The Gallery: It’s Not Easy Being Green will run from 7 October–3 November in the UK and 14 October–12 November in Brazil, bringing together 16 international artists on thousands of digital billboards and public screens, reaching millions in the lead-up to COP30 in Belém. Part of the British Council’s UK/Brazil Season of Culture, it is designed to take the climate debate out of conference halls and into the everyday spaces where people live, work, and travel.

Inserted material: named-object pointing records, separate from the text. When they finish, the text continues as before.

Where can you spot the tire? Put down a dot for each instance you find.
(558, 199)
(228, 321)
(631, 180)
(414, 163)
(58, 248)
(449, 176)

Curated and produced by Artichoke, the season invites artists to treat art as a catalyst for dialogue on urgent political issues.

Highlights include:
Muhammad Amdad Hossain (Grace on Waste): exposing the hidden human cost of consumerism through striking photography of landfill workers in Bangladesh.
Hannah Starkey (Defend Mother Earth): reframing protest through portraits of older women leading climate action, who use their freedom from career risks to fight on behalf of future generations.
Yinka Shonibare CBE RA (Food Man): balancing food, farming, and climate change in a powerful meditation on the fragility of global food systems.
Ackroyd & Harvey (Protector): growing portraits of activists in living grass, reclaiming activism as protection of the Earth itself.

Professor Ed Hawkins (Warming Stripes): a now-iconic climate data visualisation, making global heating visible in a single glance and confronting climate denial with undeniable evidence.

With works ranging from photography to land art and data capture visualisation, this season asks us to face the climate emergency in all its urgency, resilience, and complexity.